Procès inéditUn internaute belge jugé pour des propos haineux contre les femmes

RTL Infos
Un trentenaire belge est jugé depuis lundi par une cour d'assises pour des insultes et menaces proférées sur les réseaux sociaux à l'égard des femmes et des mouvements féministes, un procès inédit en Belgique devant une telle juridiction.
© pixabay

Le procès de Sami Haenen, un agent de surveillance de 34 ans, s’est ouvert lundi matin devant un jury populaire à Liège (est), et devrait s’achever mercredi.

Ce célibataire, très actif notamment sur Facebook et Twitter, avait l’habitude de s’en prendre aux femmes, jugées responsables de sa “misère sexuelle et affective”. Il ponctuait ses propos haineux de critiques sur leur habillement ou leur supposée attitude “provocante”.

Face aux réactions indignées, il a surenchéri et publié en octobre 2020 une courte vidéo dans laquelle il apparaissait armé d’une batte de base-ball et menaçait de s’en prendre aux féministes, selon l’accusation.

Il y faisait référence à Elliot Rodger, un Américain qui avait proclamé sa haine de la société et des femmes avant de tuer six personnes, dont trois femmes, en 2014 en Californie.

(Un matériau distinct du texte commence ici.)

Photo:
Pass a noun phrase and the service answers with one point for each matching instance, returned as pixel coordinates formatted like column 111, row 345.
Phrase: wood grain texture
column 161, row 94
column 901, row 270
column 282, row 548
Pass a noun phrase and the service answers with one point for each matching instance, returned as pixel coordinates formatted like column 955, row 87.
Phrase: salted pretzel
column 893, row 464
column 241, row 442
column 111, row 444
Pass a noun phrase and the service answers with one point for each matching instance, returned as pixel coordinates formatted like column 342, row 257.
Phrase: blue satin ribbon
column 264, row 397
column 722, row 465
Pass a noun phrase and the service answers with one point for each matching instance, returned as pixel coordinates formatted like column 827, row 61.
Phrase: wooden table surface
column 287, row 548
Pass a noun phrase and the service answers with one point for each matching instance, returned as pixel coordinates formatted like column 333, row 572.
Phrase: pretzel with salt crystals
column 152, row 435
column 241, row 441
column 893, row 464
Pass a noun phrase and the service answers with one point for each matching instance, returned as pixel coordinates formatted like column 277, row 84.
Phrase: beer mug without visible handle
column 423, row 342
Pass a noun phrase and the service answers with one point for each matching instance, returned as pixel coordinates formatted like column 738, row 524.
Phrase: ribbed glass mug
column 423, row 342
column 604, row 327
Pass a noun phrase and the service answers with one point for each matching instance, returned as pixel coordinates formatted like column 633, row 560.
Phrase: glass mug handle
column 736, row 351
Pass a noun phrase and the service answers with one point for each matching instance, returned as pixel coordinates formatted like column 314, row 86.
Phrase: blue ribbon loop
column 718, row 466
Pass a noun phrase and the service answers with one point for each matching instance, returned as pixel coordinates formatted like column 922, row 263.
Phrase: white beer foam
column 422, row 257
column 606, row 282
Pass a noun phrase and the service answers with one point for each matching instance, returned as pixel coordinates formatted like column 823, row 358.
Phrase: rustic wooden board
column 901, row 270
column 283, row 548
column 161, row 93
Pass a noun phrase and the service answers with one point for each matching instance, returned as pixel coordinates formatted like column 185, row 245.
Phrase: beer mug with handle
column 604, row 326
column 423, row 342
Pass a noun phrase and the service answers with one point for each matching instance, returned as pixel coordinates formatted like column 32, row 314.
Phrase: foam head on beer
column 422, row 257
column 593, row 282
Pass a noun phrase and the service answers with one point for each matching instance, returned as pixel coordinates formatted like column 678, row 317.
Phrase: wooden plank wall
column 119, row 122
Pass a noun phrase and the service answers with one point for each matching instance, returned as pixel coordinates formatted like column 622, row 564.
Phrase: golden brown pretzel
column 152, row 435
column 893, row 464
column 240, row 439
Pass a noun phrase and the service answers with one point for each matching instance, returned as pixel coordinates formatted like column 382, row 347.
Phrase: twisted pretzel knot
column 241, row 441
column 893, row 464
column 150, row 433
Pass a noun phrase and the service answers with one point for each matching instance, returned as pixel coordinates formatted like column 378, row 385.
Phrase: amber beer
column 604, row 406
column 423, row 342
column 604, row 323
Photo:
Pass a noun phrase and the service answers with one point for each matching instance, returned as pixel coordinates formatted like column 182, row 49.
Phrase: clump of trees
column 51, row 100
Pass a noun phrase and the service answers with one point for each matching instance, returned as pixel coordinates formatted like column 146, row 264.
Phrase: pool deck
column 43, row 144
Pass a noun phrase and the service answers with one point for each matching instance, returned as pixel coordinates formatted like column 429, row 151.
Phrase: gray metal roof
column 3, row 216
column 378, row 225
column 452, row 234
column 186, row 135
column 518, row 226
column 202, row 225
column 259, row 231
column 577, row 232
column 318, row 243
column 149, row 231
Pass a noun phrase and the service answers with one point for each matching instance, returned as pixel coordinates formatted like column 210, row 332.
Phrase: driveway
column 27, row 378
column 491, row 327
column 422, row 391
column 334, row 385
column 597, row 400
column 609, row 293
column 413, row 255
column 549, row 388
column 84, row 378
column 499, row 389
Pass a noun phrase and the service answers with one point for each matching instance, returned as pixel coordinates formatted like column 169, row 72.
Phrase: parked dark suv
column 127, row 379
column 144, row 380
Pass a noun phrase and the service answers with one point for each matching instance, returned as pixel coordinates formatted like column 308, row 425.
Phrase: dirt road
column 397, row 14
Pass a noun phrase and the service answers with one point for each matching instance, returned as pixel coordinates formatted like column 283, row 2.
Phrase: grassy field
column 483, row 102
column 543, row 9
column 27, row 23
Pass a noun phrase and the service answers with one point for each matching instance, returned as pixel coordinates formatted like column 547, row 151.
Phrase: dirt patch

L’étudiant s’était ensuite suicidé.

Sami Haenen, qui dit avoir agi “sous la colère” et réfute toute intention de passer à l’acte, doit répondre de “menaces”, “incitation à la haine” et “délit de presse”. Il encourt jusqu’à cinq ans de prison.

En Belgique, le “délit de presse” relève d’un jury populaire de cour d’assises, comme le prévoit la Constitution.

Des exceptions sont prévues pour des propos relevant de l’incitation à la haine raciale, susceptibles d’être jugés par un tribunal correctionnel.

Mais s’agissant de propos publics sexistes ou misogynes, “il n’y avait pas de correctionnalisation possible”, ont estimé les magistrats de la juridiction de renvoi.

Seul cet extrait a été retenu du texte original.